Updated: January 18, 2019
No matter what outdoor activity you participate in during the winter months, dressing appropriately is vital to prevent serious health issues such as hypothermia and frostbite.
Hypothermia occurs when your body can’t produce heat as fast as it loses it. This causes your body temperature to drop below 95 degrees, affecting heart, nervous system and other organ function.
Remember, getting outside to get active in the winter is a great way to destress and burn calories, as long as you dress safely.
The initial symptom of hypothermia includes shivering, followed by slurred speech, shallow breathing, weak pulse, lack of coordination, drowsiness, confusion and eventually loss of consciousness.
Frostbite occurs when your skin and its underlying tissues freeze. Most commonly occurring on fingers, toes, the nose, ears, cheeks and chin, frostbite is an alarming condition. It can cause serious complications including infection and nerve damage, if not treated properly.
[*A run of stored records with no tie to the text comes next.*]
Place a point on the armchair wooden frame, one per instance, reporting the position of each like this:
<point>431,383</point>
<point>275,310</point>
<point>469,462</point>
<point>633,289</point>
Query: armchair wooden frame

The three types of frostbite include frostnip, superficial frostbite and severe frostbite. Frostnip is the first stage of frostbite, which causes your skin to turn pale or red and feel very cold to the touch. Superficial frostbite is the second stage. It causes reddened skin to turn white and may result in ice crystals forming on the tissue. Severe frostbite damages all layers of the skin, causing numbness, pain and causing the skin to turn black as the tissue dies after rewarming.
This is why it is important to dress appropriately for your winter activity. Remember, getting outside to get active in the winter is a great way to destress and burn calories, as long as you dress safely.
Learn to layer.
There are three main layers under your jacket you should consider in your winter wardrobe. The first is the base layer. For winter, it is important that this layer have the ability to wick moisture and dry quickly because it’s always against your skin. The second, or mid layer, is typically a long sleeve shirt, such as a button up. The third and final layer is the insulating layer. This layer is your primary source of warmth as it includes fleece pullovers or wool sweaters. Once you have your layers, it is time for your jacket outerwear.
Judge your jacket.
The jacket is a crucial part of keeping warm. When the weather conditions are snowy and cold, you want a jacket that is both waterproof and breathable. This keeps you warm and dry from the wet snow—and allows your body to breathe—without letting in the wind.
Learn to layer: leg edition.
Layering is important for your legs, too. You might wear a long underwear base under your pants the next time you head outside in a cold front. Snow pants are essential to keeping your legs both warm and dry. Similar to your jacket, this piece of outerwear needs to be waterproof and breathable.
Bring on the (right) boots.
Having a warm pair of boots for the snow is critical to keeping your feet nice and warm. Protect your toes from frostbite with insulated boots and warm socks. Cotton socks tend to absorb moisture, making them not the best option for keeping your feet dry. Wool socks will stay dry in your boots, protecting your feet from moisture or the elements. Remember, just because a boot looks stylish doesn’t mean it’ll protect you from the harsh elements. Try a lined boot with a rugged exterior for a good, warm defense.
Assemble the accessories.
Since your extremities are the most prone to frostbite, it’s important to keep them warm. Protect your neck and face with a neck warmer, facemask or scarf. Most heat is expelled through your head, so a hat or beanie is a must. Protect your fingers with warm gloves or mittens. Mittens will keep your fingers warmers by keeping your fingers all together, but insulated gloves are another warmer option.
When you are outdoors for long periods of time such as sledding or skiing, be sure to take frequent breaks to warm up inside. Many sledding and ski hills offer a lodge to warm up with warm beverages. Just be sure to limit the hot cocoa and try tea as a low calorie warm beverage option.
In extreme cold, protect yourself and your loved ones, especially your kids, by staying inside. If you do find yourself venturing into the outdoors remember to dress appropriately to stay warm and dry.
Outfitting an entire family with the appropriate cold weather clothing can be expensive. If you need help financing your winter wardrobe and seasonal sales aren’t enough, try thrift stores or check with community organizations in your area such as churches, local schools and other non-profits for coat and winter clothing exchanges. Many shelters as well as the Salvation Army can also. And, if you’re stuck outdoors, don’t brave the cold, Dégagé Ministries and Mel Trotter Ministries in Grand Rapids, or Cass Community Social Services and Detroit Rescue Mission Ministries are shelters that have space to hunker down and beat the arctic blasts.